In the simplest usage, csv filters stdio and takes a list of integers. These are 1-based column numbers to select from the input CSV stream. Negative numbers are counted from the line end. Without any column list, csv selects all columns (this is still useful to normalize quoting style etc.).
Command line options
The following options are passed to Text::CSV. When preceded by the prefix "output_", the destination is affected. Otherwise these options affect both input and output.
- --quote_char
- --escape_char
- --sep_char
- --eol
- --always_quote
- --binary
- --keep_meta_info
- --allow_loose_quotes
- --allow_loose_escapes
- --allow_whitespace
- --verbatim
NOTE: binary is set to 1 by default in csv. The other options have their Text::CSV defaults.
The following additional options are available:
- --input
- --output
-
Filenames for input and output. "-" means stdio.
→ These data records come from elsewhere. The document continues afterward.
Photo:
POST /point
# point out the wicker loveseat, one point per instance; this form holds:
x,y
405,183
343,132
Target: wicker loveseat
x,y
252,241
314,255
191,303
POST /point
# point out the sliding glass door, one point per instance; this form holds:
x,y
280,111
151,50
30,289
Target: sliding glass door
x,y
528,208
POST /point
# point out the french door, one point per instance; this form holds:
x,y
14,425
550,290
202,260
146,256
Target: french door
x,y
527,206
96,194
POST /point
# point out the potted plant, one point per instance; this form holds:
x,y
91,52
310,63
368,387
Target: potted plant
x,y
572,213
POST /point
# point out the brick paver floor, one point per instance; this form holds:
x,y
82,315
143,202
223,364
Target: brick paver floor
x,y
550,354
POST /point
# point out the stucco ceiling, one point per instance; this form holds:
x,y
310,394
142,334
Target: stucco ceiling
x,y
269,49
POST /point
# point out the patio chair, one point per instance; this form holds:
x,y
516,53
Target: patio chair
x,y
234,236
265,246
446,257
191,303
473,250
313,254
Useful to trigger TSV mode (
--from_tsv
and--to_tsv
). - --from_tsv
- --to_tsv
-
Use tabs instead of commas as the delimiter. When csv has the input or output filenames available, this is inferred when they end with
.tsv
. To disable this dwimmery, you may say--to_tsv=0
and--from_tsv=0
.
SEE ALSO
AUTHOR
Gaal Yahas <gaal@forum2.org>
THANKS
nothingmuch, gphat, and t0m
BUGS
Please report any bugs or feature requests to bug-app-csv at rt.cpan.org
, or through the web interface at http://rt.cpan.org/NoAuth/ReportBug.html?Queue=App-CSV. I will be notified, and then you'll automatically be notified of progress on your bug as I make changes.
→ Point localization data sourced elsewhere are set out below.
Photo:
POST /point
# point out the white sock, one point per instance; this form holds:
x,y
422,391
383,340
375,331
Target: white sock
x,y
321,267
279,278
You're also invited to work on a patch. The source repo is at
git://github.com/gaal/app-csv.git
http://github.com/gaal/app-csv/tree/master
COPYRIGHT (The "MIT" License)
Copyright 2009 Gaal Yahas.
Permission is hereby granted, free of charge, to any person obtaining a copy of this software and associated documentation files (the "Software"), to deal in the Software without restriction, including without limitation the rights to use, copy, modify, merge, publish, distribute, sublicense, and/or sell copies of the Software, and to permit persons to whom the Software is furnished to do so, subject to the following conditions:
The above copyright notice and this permission notice shall be included in all copies or substantial portions of the Software.
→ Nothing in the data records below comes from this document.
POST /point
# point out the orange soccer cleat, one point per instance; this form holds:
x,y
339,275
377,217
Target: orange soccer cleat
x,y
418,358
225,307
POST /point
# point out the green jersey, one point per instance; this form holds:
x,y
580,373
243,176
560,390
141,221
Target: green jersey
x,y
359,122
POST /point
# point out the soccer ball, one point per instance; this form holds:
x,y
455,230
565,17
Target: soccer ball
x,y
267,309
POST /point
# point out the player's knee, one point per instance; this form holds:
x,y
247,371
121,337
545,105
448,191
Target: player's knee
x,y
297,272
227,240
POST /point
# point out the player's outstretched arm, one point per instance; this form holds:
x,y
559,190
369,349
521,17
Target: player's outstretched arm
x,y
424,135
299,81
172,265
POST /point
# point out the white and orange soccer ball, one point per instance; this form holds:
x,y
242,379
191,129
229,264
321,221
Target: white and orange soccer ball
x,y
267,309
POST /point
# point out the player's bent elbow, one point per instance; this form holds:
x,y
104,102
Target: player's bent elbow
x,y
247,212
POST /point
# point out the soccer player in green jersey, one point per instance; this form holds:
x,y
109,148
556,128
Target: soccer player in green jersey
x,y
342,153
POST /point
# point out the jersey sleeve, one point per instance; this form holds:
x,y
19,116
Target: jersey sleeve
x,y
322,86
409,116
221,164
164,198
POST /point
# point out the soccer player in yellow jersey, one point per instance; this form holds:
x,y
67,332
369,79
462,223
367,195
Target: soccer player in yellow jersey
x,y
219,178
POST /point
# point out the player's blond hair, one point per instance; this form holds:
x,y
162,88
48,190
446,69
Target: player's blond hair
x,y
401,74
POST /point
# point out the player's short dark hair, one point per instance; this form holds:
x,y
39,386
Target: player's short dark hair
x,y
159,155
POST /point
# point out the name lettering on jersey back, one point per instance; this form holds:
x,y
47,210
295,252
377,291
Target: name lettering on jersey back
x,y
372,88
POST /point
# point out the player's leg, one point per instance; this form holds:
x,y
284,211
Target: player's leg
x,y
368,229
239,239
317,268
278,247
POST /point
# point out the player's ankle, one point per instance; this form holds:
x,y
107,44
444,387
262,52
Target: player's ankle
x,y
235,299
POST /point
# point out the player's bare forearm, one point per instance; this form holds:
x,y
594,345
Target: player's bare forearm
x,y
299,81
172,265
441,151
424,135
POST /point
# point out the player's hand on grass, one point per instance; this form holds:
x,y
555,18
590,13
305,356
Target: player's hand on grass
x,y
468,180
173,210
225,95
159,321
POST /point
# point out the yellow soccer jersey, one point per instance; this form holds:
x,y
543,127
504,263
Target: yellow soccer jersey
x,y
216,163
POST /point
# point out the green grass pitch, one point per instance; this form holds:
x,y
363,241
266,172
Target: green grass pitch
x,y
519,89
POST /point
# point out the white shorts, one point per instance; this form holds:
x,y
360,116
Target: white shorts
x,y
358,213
THE SOFTWARE IS PROVIDED "AS IS", WITHOUT WARRANTY OF ANY KIND, EXPRESS OR IMPLIED, INCLUDING BUT NOT LIMITED TO THE WARRANTIES OF MERCHANTABILITY, FITNESS FOR A PARTICULAR PURPOSE AND NONINFRINGEMENT. IN NO EVENT SHALL THE AUTHORS OR COPYRIGHT HOLDERS BE LIABLE FOR ANY CLAIM, DAMAGES OR OTHER LIABILITY, WHETHER IN AN ACTION OF CONTRACT, TORT OR OTHERWISE, ARISING FROM, OUT OF OR IN CONNECTION WITH THE SOFTWARE OR THE USE OR OTHER DEALINGS IN THE SOFTWARE.